Sun Aug 4, 2013, 07:12 AM
Aug 2013

The "enemy" will never be broken, never surrender, and never be defeated.

He will always be out there, lurking in the porta-johns of your next charity 5k, or deep in some "militia" (2 middle aged fatties with gunz) "compund" (decrepit doublewide) with an "arsenal" (shed + old ammo cases), and would surely get you but for the NSA and what used to be your local police department, now transformed into a bunch of family dog slotting goons who've fallen all too obviously in love with playing seal team 6 dress-up.

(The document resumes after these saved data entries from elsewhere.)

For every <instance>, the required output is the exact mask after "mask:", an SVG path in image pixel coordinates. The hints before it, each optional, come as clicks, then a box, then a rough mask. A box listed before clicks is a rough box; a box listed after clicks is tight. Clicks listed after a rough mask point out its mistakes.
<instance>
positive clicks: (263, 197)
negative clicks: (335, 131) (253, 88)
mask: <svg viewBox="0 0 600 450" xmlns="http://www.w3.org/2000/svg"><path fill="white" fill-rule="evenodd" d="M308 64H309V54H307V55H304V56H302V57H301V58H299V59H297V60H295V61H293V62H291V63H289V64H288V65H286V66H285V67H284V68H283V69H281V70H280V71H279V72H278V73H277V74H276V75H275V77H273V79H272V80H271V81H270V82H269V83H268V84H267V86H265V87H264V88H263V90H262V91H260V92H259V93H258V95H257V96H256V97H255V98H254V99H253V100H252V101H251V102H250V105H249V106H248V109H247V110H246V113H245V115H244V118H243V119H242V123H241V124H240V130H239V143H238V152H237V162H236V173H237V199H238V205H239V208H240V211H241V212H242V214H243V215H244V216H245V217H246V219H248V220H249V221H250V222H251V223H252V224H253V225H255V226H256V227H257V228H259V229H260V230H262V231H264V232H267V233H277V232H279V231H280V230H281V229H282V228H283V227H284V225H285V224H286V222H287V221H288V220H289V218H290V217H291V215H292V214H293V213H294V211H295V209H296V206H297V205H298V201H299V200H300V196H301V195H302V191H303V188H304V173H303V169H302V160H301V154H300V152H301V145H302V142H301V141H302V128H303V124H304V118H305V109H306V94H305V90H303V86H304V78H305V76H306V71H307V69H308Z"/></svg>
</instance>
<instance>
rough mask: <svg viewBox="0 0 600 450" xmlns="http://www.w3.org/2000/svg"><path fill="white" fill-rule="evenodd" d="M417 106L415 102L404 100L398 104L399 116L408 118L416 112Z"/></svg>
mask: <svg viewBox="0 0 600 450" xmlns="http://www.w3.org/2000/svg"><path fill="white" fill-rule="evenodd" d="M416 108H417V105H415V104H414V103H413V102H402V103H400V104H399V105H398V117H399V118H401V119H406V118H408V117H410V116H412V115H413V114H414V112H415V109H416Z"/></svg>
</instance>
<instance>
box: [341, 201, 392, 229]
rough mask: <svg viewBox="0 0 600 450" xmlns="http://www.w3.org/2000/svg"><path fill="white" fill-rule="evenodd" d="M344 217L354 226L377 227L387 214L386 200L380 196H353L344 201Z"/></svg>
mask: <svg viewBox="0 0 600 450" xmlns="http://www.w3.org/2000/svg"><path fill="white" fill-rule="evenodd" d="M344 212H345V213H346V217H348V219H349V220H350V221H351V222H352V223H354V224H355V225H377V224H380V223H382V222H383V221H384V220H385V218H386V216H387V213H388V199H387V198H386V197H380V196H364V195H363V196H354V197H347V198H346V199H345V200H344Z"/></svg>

I had hoped Orwell would be proved wrong in his prediction of the future as a boot stamping on a human face forever, but he's looking increasingly prescient to me.

Robb

(39,665 posts)
4. Well intended, but misses the point.
Sun Aug 4, 2013, 09:29 AM
Aug 2013

Obama is best utilized in precisely the role the author appears to lambast -- launching the notion that Al Qaeda are beaten. This is a message we've been hearing more and more from this administration, and it's a critical one.

Because the action of the Congress will be required to terminate the AUMF which has been leveraged into this perpetual war, not that of the President. Until Congress is convinced the threat is diminished -- or more accurately until their constituents force them to admit as much -- that AUMF is going nowhere.

It is a public opinion battle, and Obama can be a valuable asset in that battle. But he can't win it unilaterally. I've opined elsewhere that it will be a court challenge to specific action taken by the government against a US citizen under the auspices of the AUMF that will tip the scales; again, stacking the courts before that happens is another place we can expect help from the President.

muriel_volestrangler

(101,311 posts)
7. Yet the admin closes more than 20 embassies and consulates
Sun Aug 4, 2013, 10:10 AM
Aug 2013

and issues a global travel warning for a threat from al Qaeda. And Interpol notes that hundreds of al Qaeda members have escaped from prisons in the past month.

http://www.rferl.org/content/us-terrorism-alert/25065782.html

I don't think they are trying to say al Qaeda is beaten yet.